Binary Search — O(log n) for sorted data:

function binarySearch(arr: number[], target: number): number {
  let left = 0;
  let right = arr.length - 1;
  
  while (left <= right) {
    const mid = Math.floor((left + right) / 2);
    
    if (arr[mid] === target) return mid;
    if (arr[mid] < target) left = mid + 1;
    else right = mid - 1;
  }
  
  return -1;
}

Graph Algorithms

Dijkstra’s Algorithm — Shortest path:

function dijkstra(graph: Map<string, [string, number][]>, start: string) {
  const distances = new Map<string, number>();
  const visited = new Set<string>();
  const pq = new PriorityQueue<[string, number]>();
  
  distances.set(start, 0);
  pq.enqueue([start, 0]);
  
  while (!pq.isEmpty()) {
    const [current, dist] = pq.dequeue()!;
    
    if (visited.has(current)) continue;
    visited.add(current);
    
    for (const [neighbor, weight] of graph.get(current) || []) {
      const newDist = dist + weight;
      if (newDist < (distances.get(neighbor) || Infinity)) {
        distances.set(neighbor, newDist);
        pq.enqueue([neighbor, newDist]);
      }
    }
  }
  
  return distances;
}

Dynamic Programming

Breaking problems into overlapping subproblems.

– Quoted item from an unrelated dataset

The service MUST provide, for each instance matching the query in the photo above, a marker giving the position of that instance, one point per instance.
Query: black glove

Fibonacci with memoisation:

function fibonacci(n: number, memo = new Map<number, number>()): number {
  if (n <= 1) return n;
  if (memo.has(n)) return memo.get(n)!;
  
  const result = fibonacci(n - 1, memo) + fibonacci(n - 2, memo);
  memo.set(n, result);
  return result;
}

Big O Notation

Understanding time and space complexity:

NotationNameExample
O(1)ConstantArray access
O(log n)LogarithmicBinary search
O(n)LinearLinear search
O(n log n)LinearithmicMerge sort
O(n²)QuadraticNested loops
O(2ⁿ)ExponentialRecursive Fibonacci

Practical Tips

  1. Start with brute force — Get a working solution first
  2. Identify patterns — Many problems share common approaches
  3. Consider edge cases — Empty inputs, single elements, duplicates
  4. Test your solution — Walk through with examples
  5. Optimise iteratively — Don’t premature optimise

When to Apply This Knowledge

  • Code reviews — Identify inefficient patterns
  • System design — Choose appropriate data structures
  • Performance debugging — Understand bottlenecks
  • Technical interviews — Demonstrate problem-solving ability

Conclusion

Data structures and algorithms aren’t just interview topics—they’re tools that make you a better engineer. You don’t need to memorise every algorithm, but understanding the core patterns will help you:

  • Write more efficient code
  • Design better systems
  • Debug performance issues
  • Communicate effectively with other engineers

The investment in learning DSA pays dividends throughout your career.